MS LEE (Kurrajong) (3.52): The education portfolio is not only significant in terms of the size of the financial outlay but of critical importance in what it sets out to do and the responsibility it undertakes in preparing young Canberrans for life. In monetary terms we spend upwards of $2 billion a year on education in the ACT, second only to the health portfolio. On that basis, if for no other reason, it is incumbent on all members of the Legislative Assembly to critically assess the value of that investment to ensure that it is money well spent.
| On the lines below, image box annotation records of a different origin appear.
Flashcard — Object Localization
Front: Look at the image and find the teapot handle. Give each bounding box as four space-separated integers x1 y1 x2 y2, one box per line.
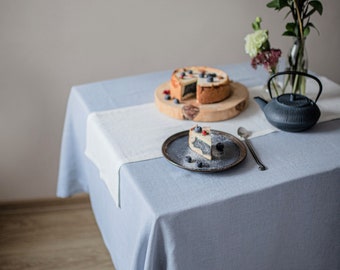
267 70 322 103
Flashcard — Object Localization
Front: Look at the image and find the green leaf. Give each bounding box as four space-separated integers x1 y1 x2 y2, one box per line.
303 26 310 37
305 8 316 18
286 23 296 31
309 0 323 16
267 0 289 10
306 22 320 35
282 31 297 37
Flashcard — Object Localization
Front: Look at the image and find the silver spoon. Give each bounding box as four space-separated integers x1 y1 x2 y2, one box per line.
237 127 266 171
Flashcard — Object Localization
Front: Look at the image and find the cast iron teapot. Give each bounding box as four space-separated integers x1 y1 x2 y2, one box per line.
254 71 322 132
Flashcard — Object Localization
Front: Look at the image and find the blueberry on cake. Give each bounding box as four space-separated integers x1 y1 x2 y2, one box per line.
189 125 212 160
170 66 231 104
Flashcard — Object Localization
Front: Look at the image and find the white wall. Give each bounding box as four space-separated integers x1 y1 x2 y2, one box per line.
0 0 340 201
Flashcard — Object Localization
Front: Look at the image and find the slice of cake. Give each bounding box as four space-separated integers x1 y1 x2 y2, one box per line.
188 125 212 160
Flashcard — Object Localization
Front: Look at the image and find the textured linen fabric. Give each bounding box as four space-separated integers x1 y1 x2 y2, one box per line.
57 63 340 270
85 77 340 206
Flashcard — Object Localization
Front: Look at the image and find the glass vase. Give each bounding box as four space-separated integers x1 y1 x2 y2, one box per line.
262 73 285 101
287 38 308 95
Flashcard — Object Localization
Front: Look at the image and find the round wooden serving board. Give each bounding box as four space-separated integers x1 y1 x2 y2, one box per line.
155 81 249 122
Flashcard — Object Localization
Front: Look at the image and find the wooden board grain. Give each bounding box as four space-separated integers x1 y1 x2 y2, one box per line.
154 81 249 122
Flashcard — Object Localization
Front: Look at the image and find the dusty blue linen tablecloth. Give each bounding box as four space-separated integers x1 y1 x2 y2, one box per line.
57 63 340 270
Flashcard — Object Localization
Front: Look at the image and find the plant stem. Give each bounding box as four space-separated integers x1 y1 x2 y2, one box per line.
294 0 303 42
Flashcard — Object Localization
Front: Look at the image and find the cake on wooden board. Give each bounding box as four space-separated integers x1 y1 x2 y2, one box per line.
170 66 231 104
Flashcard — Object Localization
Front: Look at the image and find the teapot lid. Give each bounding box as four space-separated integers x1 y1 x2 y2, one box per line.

The budget papers tell us that the purpose of the education directorate is to deliver “high quality early childhood education and public school education in an accessible and inclusive environment”. The estimates committee report informs us that the education directorate gives access to quality teaching and specialised learning programs and wellbeing supports, and that it regulates and registers home education and early childhood and non-government schools. That is a broadbrush outline of the functions of the education directorate, and during the hearings all of those issues were touched upon. However, if the intent of the estimates process is to get behind the budget line items and delve deeper into the rationale for decision-making and policy announcements, and to get an understanding of where the directorate or the minister might be heading in future years, it certainly failed to do that.

I fear the estimates process is becoming more what we are not told than what we are told about. For example, the minister and her officers were at pains to talk about “investment underpinning strategic direction” and “leadership strategy”. But did we get the detail behind these phrases? We heard about the “conversations”—and I have to put that in quotation marks—around the future of education and the phases of engagement, whatever any of that really means. And we heard about what is rapidly becoming the most overused phrase in the ACT education lexicon: “equity in education”.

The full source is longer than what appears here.